One word. Opportunity. That's what he really wanted for his kids.

Needless to say, I'm going to remember that story the next time my job sucks. I'm going to remember that story and not be so angry about the little things I don't have and be thankful for the things I do. I was lucky to be born into a life that is filled with opportunity. So are all of you.

12 June 2007

Back in the UK

I flew all night...and boy, are my arms tired. (bah-dum-dum!)

Photos tomorrow but I am home and I am safe (I was safe the whole time actually - you people worry too much.)

For now, here is one of my photos. No, the croc was not rabid, and yes, that's a real croc.

Now, am off to get a desperately needed nap.

07 June 2007

Ouagadougou Photos

Can't type now but if you'd like to see some photos click here and here. More later!

04 June 2007

Hi Ho Hi Ho - It's off to Africa I go

Last post from the UK for a week or so. The shots have been had, I've got my malaria pills, passport in hand, the taxi is booked for the airport at 4 am tomorrow morning (ugh).

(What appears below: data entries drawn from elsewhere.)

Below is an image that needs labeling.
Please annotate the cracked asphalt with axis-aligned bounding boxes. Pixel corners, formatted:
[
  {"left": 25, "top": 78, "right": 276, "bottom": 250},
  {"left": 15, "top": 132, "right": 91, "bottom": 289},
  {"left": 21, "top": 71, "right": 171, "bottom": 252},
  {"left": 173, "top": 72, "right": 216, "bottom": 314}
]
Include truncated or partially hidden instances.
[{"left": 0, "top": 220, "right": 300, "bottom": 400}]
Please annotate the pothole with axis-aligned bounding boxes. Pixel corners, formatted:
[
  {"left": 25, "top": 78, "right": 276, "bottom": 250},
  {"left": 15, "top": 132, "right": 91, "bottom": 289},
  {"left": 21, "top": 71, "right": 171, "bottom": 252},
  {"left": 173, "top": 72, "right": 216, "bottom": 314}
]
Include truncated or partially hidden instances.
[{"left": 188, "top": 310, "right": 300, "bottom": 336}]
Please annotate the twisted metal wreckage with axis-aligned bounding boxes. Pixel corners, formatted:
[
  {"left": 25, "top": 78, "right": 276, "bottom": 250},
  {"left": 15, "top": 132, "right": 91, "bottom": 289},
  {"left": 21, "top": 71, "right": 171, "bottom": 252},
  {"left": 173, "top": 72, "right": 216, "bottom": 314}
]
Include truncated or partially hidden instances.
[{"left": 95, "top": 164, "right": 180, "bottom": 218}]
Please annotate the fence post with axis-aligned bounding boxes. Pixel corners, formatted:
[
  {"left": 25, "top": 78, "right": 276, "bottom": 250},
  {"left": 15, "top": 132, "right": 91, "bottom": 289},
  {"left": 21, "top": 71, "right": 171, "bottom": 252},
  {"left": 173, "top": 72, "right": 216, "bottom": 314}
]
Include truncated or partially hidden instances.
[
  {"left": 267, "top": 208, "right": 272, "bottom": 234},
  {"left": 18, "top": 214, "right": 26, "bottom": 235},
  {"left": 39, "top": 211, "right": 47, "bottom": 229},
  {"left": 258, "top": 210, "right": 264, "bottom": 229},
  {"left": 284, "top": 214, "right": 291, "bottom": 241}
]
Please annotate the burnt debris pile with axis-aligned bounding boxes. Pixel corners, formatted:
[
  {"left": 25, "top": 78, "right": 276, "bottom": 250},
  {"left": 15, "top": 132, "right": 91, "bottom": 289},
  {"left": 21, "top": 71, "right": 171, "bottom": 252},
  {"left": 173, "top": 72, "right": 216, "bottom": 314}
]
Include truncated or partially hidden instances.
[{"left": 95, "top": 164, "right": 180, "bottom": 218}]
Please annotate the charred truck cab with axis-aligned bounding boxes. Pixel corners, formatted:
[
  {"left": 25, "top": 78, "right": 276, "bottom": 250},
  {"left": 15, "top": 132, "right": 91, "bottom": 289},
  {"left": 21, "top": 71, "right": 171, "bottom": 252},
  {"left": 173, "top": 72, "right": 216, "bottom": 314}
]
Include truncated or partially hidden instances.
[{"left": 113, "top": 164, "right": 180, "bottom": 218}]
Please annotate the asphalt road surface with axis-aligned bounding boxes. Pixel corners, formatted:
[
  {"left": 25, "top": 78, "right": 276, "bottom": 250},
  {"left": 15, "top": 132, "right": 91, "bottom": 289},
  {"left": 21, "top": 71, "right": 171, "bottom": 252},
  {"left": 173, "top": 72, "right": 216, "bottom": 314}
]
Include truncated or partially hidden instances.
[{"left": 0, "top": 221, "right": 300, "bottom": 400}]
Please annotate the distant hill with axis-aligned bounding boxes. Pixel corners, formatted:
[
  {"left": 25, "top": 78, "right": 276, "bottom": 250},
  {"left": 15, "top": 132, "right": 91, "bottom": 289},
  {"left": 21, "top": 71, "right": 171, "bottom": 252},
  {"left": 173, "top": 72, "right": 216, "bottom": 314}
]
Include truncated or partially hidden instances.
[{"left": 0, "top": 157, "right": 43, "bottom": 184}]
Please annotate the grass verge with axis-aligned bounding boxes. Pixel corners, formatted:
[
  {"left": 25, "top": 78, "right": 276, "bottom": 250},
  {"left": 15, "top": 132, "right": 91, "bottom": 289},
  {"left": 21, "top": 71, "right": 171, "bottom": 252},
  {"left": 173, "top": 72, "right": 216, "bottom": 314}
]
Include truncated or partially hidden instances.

I guess I'm ready to go.

This is, by far, the most exciting and adventurous trip ReckenRoll has every taken.

If I can get connectivity, I'll update you from the road, if not, I'll chat with you all next week. The writings of a delirious rabies patient should be rather interesting...

Cherry & Mom - As promised, I will confirm my safe arrival!

02 June 2007

The Official ReckenRoll Seal of Approval

Just because I always do what Cherry tells me to - here is the official ReckenRoll Seal. We're getting t-shirts made up for the next tour.

01 June 2007

Friday's Top Five: Things I Wish I Was Doing Instead of Being Stressed

It's one of those week's kids. I am off to BF (as it's become affectionately known...haven't added an "E" to the end yet) next week and this week is preparation hell.

Top 5 Things I Wish I Was Doing Instead of Being Stressed:
  1. Laying on a beach. Any beach...as long as it was clean, sunny, and not infested with jelly fish.
  2. Reading a book and sipping some coffee in the sun. After a week of pissing down rain, the sun finally came out today in jolly old England today. I am mid-book on 3 different books. Any of them would be good right now...even the crap one.
  3. Updating my blog, photos and music. I love new music. I love that spending 99 cents on one catchy song for my iPod can make me feel like a new person. It's instant therapy.
  4. Shopping for the hybrid I am going to buy when I move back to Seattle later this summer (thinking Escape but may go for Civica - thoughts blog readers?)
  5. And speaking of shopping, I'd like to be shopping full stop. I hate every piece of clothing I own. Every single one.

I am really looking forward to watching some Saturday Kitchen on BBC tomorrow morning. It's a small respite in an otherwise uptight week.

And with that, I sign off with a quote from my favourite English teacher ever: "Be good...and if you can't be good, don't get caught!"